In 2003, the Communist Party of China decided to strive for "five balances" in the country's development as part of a vision of achieving a moderately prosperous or xiaokang society by 2020. The xiaokang society refers to the stage of development during which people generally are not rich, but most have adequate food, clothing and other material belongings necessary for a decent life. It is a stage China must pass through in its drive for modernization. The next goal is to achieve overall modernization by the mid-21st century.

The five balances are between urban and rural development; development among regions; economic and social development; man and nature; and domestic development and opening up to the outside world.

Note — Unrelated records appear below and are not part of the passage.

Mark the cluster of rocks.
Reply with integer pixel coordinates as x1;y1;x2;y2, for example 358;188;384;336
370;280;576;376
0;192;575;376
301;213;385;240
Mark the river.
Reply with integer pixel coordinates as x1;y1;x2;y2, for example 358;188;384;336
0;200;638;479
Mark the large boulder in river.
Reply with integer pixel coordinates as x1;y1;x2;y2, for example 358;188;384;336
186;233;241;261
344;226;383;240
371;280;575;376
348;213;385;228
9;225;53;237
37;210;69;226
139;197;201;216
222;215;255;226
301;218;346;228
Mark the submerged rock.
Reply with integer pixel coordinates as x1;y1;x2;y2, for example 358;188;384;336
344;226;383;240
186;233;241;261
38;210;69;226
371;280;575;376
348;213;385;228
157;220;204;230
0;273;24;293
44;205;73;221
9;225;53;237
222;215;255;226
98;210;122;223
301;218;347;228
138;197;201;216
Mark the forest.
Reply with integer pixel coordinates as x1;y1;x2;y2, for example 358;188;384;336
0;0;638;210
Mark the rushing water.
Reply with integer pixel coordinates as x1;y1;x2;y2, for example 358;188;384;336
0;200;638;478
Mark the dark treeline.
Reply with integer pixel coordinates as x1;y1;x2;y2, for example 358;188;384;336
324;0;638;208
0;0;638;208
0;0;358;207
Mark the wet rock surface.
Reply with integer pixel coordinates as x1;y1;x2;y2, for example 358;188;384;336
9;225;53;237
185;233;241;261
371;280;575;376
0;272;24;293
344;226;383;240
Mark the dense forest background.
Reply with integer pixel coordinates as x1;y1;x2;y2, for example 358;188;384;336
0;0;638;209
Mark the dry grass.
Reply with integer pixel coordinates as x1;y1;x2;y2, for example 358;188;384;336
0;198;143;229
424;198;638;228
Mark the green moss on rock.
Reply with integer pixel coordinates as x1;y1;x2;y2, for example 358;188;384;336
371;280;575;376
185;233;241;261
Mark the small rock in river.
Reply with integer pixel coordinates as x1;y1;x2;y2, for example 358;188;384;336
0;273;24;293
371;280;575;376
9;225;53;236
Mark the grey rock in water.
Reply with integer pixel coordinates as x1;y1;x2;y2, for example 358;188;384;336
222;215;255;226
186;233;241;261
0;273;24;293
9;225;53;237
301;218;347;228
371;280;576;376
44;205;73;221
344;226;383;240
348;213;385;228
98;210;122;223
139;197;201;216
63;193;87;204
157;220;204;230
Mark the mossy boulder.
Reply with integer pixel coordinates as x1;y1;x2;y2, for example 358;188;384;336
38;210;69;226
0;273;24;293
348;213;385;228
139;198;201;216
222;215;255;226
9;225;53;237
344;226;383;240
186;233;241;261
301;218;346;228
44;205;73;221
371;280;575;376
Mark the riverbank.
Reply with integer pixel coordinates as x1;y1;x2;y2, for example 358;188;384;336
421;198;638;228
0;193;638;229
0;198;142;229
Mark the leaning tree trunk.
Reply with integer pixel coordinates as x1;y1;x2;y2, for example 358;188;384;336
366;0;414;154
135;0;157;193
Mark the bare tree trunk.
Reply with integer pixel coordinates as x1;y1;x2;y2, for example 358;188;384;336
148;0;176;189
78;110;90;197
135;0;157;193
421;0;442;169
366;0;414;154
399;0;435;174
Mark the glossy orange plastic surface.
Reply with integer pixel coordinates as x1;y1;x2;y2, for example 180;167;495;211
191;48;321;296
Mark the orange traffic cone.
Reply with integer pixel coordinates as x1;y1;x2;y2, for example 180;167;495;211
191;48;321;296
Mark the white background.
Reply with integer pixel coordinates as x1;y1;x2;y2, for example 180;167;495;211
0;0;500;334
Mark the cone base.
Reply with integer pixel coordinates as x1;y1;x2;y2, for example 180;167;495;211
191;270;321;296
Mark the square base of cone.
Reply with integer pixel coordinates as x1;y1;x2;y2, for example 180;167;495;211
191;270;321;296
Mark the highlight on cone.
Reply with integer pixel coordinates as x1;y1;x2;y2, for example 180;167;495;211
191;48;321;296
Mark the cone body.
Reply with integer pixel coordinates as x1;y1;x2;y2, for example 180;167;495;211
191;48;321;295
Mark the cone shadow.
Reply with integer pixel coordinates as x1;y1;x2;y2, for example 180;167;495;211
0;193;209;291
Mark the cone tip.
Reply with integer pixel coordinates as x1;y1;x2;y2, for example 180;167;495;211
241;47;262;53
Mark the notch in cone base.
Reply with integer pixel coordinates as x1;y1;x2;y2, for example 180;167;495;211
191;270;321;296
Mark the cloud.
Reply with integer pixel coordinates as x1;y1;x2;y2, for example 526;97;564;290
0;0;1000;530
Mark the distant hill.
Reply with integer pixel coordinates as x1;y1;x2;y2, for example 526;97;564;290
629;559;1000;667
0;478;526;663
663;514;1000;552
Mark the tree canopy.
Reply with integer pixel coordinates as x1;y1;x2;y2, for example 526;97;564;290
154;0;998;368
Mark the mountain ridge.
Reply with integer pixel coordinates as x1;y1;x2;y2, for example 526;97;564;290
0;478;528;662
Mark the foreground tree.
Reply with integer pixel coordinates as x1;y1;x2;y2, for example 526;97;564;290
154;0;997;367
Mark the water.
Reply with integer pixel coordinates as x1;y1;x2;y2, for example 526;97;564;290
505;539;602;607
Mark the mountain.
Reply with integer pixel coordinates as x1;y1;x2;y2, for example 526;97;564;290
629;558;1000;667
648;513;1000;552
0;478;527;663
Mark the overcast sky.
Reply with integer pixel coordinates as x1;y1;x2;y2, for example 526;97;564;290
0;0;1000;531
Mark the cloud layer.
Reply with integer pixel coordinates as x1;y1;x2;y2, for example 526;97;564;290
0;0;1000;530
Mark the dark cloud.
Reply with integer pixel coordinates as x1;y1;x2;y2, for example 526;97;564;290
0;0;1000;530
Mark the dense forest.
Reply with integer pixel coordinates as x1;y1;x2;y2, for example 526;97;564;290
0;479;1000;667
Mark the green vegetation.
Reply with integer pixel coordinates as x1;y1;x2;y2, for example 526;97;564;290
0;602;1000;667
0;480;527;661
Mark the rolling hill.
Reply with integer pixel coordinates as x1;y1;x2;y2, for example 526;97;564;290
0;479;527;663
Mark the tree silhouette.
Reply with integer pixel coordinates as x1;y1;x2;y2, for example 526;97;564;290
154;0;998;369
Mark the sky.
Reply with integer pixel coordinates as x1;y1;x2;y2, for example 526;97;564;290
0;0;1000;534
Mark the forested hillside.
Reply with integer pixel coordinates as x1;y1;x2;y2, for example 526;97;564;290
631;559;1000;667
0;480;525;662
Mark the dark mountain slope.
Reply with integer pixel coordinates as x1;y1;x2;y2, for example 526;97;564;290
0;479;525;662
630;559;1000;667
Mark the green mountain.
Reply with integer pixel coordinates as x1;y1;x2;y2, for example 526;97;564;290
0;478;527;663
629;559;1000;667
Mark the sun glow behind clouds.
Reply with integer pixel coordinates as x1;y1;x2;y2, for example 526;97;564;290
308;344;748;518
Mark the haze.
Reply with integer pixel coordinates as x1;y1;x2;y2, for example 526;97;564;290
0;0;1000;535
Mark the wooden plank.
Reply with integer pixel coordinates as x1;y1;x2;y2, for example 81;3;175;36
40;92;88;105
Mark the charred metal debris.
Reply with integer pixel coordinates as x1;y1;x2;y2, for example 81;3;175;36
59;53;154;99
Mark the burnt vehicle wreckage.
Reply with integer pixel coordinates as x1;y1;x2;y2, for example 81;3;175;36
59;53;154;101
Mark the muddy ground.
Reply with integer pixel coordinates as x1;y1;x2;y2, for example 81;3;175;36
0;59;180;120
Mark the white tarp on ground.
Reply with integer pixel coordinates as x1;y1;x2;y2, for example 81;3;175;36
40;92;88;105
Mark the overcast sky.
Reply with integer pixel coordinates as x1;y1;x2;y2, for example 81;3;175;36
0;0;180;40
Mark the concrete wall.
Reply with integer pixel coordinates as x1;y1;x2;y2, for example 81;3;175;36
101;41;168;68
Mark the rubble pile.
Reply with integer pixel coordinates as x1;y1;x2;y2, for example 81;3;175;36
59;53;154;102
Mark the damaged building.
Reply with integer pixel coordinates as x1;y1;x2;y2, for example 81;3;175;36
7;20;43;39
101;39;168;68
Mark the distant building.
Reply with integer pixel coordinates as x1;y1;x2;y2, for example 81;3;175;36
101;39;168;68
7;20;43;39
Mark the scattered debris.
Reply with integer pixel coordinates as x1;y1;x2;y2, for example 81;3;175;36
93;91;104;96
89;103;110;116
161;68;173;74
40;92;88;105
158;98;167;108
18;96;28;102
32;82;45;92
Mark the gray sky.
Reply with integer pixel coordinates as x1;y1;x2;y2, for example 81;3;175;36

China's new vision is reflected in its 11th Five-Year Plan, for 2006-2010. For the first time the plan explicitly focuses on targeting "outcomes" of economic growth rather than simply the "rates" of growth. This means more attention to government performance. It also is important to note that the Chinese now call the 11th Five-Year Plan a "strategic plan" (guihuá) rather than a "command economy" type of plan (jihuá). The content has changed as well, reflecting a transition from a centrally planned economy to a socialist market economy as well as a broadening of scope to emphasize the social and economic dimensions of development.

Unequal Fiscal Expenditures

In 26 years of reform and opening-up, China has witnessed a great increase in fiscal expenditures for both developed and undeveloped regions. Unequal economic development of Chinese regions has resulted in unequal fiscal revenues among local governments. In the past 10 years, the gap in fiscal expenditures has widened further. The distinct difference in fiscal expenditure among regions indicates that China lacks a powerful inter-regional transfer payment system. In the past 10 years, the differences among provinces in fiscal expenditure did not decrease significantly, even though the government reinforced its fiscal support to the western regions. The difference in fiscal expenditure among different provinces inevitably results in varying scale and quality of public services.

Since 1994, the central government has used a "revenue sharing" scheme to help support the less developed central and western areas. But the country has not reached the goal of balancing public finance among regions. An important reason for the failure is that refunds of locally collected taxes from the central government are linked to the growth rate of local value-added taxes or consumption taxes. As a result, the richer the area, the higher the taxation growth rate and the more tax rebated. To some degree, this has widened the gap between developed and less developed areas.

Reform of the Public Budget System

China has undertaken a number of important improvements in the budget system in recent years and more are on the drawing board, including a more modern budget classification system, which will be introduced in 2007. Some of the major reforms include implementation of unified departmental budgets; a centralized treasury receipt and payment system; centralized government procurement including public bidding (which reportedly saved hundreds of billions of dollars); mandatory separation of revenue from expenditure (to send receipts to the Treasury); reform of the classification of government revenue and expenditure; and implementation of the Government Financial Management Information System. …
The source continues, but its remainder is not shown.